FGF23 is a bone-derived hormone that stimulates renal phosphate excretion, inhibits the production of 1,25(OH)D2 [20], and is involved in phosphate disorders. Tumor-induced osteomalacia, a paraneoplastic syndrome causing hypophosphatemia, is caused by excess circulating FGF23 derived from mesenchymal tumors [2, 21]. On the other hand, the inactivation of FGF23 results in hyperphosphatemia, such as tumoral calcinosis [22, 23]. Serum phosphate is a major regulator of circulating FGF23, and serum FGF23 levels are markedly elevated in patients with chronic kidney disease [24]. In patient 1, high levels of serum FGF23 levels might be caused by renal insufficiency. However, the serum level of phosphate was inappropriately low in spite of renal sufficiency and treated with oral administration of vitamin D. According to the previous report [25], circulating FGF23 was suppressed to undetectable levels in patients with FGF23-independent hypophosphatemia, such as vitamin D deficiency and Fanconi’s syndrome. Hypophosphatemia among patients with XLH, ADHR, is also suggested to be caused by excess plasma levels of FGF23 [20]. The relatively high circulating FGF23 level in patient 2 and extremely high circulating FGF23 level in patient 1 with hypophosphatemic ARHR suggested the possibility that the high level of circulating FGF23 was a primary origin of hypophosphatemia in patients 1 and 2 with ARHR. A normal level of circulating FGF23 was reported in the patients with ARHR [5, 6], suggesting that circulating FGF23 is not always suppressed in patients with ARHR.

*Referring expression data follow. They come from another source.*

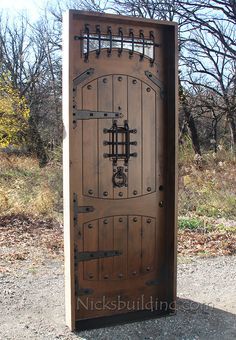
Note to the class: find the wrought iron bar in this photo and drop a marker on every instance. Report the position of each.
(131, 34)
(152, 37)
(114, 40)
(120, 50)
(98, 31)
(110, 40)
(86, 55)
(143, 41)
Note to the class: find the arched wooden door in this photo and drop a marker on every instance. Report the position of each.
(119, 187)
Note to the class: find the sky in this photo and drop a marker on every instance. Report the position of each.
(31, 7)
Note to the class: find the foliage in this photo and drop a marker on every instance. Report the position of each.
(207, 184)
(14, 114)
(25, 187)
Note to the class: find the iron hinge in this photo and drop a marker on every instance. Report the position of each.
(88, 114)
(157, 82)
(80, 209)
(93, 255)
(153, 282)
(82, 77)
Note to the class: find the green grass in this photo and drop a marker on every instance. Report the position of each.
(190, 223)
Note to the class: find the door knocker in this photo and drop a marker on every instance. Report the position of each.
(119, 179)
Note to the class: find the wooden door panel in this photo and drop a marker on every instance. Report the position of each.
(90, 243)
(135, 121)
(119, 164)
(105, 100)
(150, 115)
(90, 146)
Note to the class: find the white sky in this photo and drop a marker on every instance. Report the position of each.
(32, 7)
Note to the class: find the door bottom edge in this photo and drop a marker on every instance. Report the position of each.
(115, 320)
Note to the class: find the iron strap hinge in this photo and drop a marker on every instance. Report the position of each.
(80, 209)
(153, 282)
(82, 77)
(87, 114)
(93, 255)
(157, 82)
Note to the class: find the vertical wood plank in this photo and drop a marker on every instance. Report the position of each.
(149, 139)
(90, 146)
(135, 122)
(134, 245)
(91, 244)
(106, 242)
(105, 164)
(120, 105)
(120, 243)
(148, 244)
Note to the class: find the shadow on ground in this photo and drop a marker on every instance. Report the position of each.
(193, 320)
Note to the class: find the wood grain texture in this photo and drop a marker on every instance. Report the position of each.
(139, 220)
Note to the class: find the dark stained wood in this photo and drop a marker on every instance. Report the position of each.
(140, 219)
(90, 242)
(135, 121)
(90, 145)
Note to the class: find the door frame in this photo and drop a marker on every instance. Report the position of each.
(171, 122)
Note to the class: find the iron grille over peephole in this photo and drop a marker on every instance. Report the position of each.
(120, 142)
(96, 40)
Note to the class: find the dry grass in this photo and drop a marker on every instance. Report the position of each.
(26, 188)
(207, 185)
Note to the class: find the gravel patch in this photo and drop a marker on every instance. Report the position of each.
(32, 304)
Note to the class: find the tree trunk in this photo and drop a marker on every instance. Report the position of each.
(232, 129)
(192, 128)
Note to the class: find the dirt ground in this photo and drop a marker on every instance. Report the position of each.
(32, 304)
(32, 291)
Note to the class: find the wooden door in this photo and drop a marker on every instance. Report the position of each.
(119, 167)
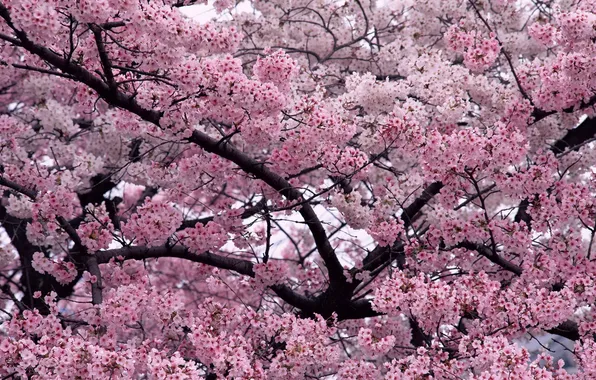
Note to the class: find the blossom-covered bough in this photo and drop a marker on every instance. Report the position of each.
(297, 189)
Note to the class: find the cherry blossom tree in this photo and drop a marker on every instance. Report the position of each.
(297, 189)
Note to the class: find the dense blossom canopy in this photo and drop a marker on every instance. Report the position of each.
(297, 189)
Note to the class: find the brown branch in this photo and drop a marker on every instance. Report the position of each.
(492, 256)
(203, 140)
(103, 56)
(244, 267)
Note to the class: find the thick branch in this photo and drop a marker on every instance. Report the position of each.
(244, 267)
(208, 143)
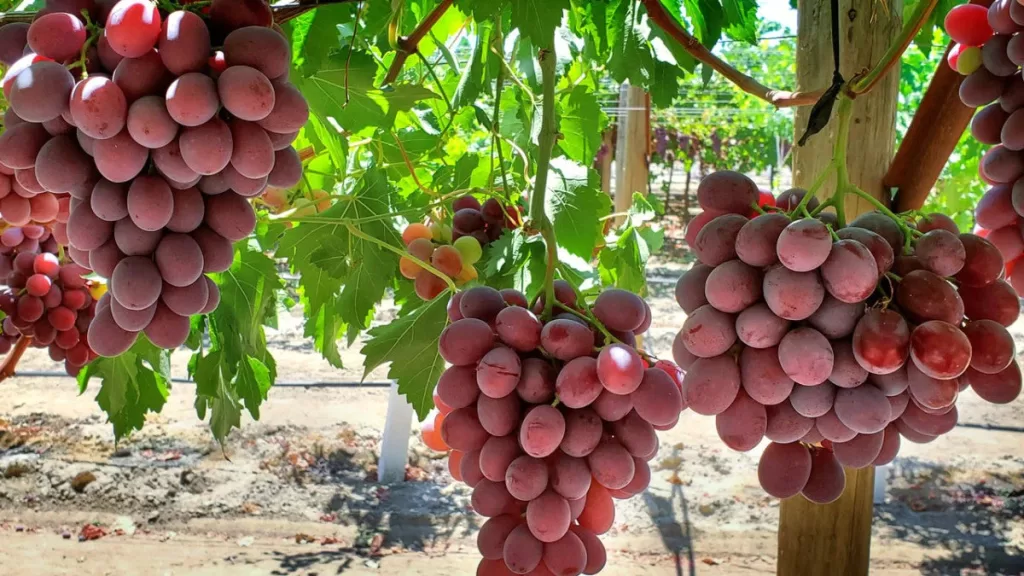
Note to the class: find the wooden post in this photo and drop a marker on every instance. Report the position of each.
(866, 29)
(394, 441)
(928, 142)
(814, 539)
(608, 139)
(631, 149)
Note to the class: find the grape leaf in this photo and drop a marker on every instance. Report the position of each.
(537, 19)
(623, 262)
(473, 80)
(132, 384)
(664, 86)
(239, 369)
(581, 122)
(315, 34)
(214, 394)
(481, 9)
(682, 57)
(590, 22)
(343, 88)
(410, 343)
(577, 212)
(631, 57)
(740, 19)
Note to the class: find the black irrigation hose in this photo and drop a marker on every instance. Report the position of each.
(377, 384)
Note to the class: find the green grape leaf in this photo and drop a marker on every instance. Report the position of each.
(537, 19)
(581, 122)
(315, 34)
(682, 57)
(623, 262)
(324, 325)
(239, 369)
(577, 213)
(590, 22)
(643, 209)
(706, 16)
(630, 54)
(214, 394)
(410, 343)
(326, 90)
(473, 82)
(132, 384)
(665, 80)
(480, 9)
(740, 18)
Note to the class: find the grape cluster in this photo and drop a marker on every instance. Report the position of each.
(989, 51)
(454, 250)
(160, 145)
(834, 343)
(45, 299)
(549, 421)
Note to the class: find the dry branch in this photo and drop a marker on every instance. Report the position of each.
(409, 45)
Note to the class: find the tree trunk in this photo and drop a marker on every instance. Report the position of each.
(836, 538)
(631, 150)
(686, 195)
(866, 29)
(668, 187)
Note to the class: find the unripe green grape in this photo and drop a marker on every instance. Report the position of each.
(970, 60)
(470, 249)
(441, 233)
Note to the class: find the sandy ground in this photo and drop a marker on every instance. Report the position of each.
(296, 493)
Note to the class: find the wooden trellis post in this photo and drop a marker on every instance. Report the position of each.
(813, 539)
(631, 149)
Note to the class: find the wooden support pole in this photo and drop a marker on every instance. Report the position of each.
(631, 149)
(933, 134)
(394, 440)
(835, 539)
(608, 140)
(866, 29)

According to previous reports, ARHR is likely to have a wide spectrum of severity. The patients with ARHR in this family were not diagnosed with hypophosphatemia until adult life, probably because their symptoms were mild. On the other hand, other patients underwent repeated osteotomy [6] and developed complications associated with nerve deafness and learning disability. However, a large deletion encompassing at least 49 kb was found in these patients, suggesting the phenotype is not simply caused by the loss of DMP1 [7]. Despite receiving no medications, including vitamin D or phosphorus supplementation, they showed mild skeletal and dental symptoms deformities during adolescence. In addition, patient 1 was able to give birth to three healthy children. The ARHR patients reported here had a mild clinical course and normal fertility without any treatment.

In conclusion, this is the first report of a Japanese family with ARHR. We identified a novel nonsense mutation in the DMP1 gene as the likely cause of the disease. Further accumulation of ARHR cases is necessary to analyze genotype–phenotype correlation.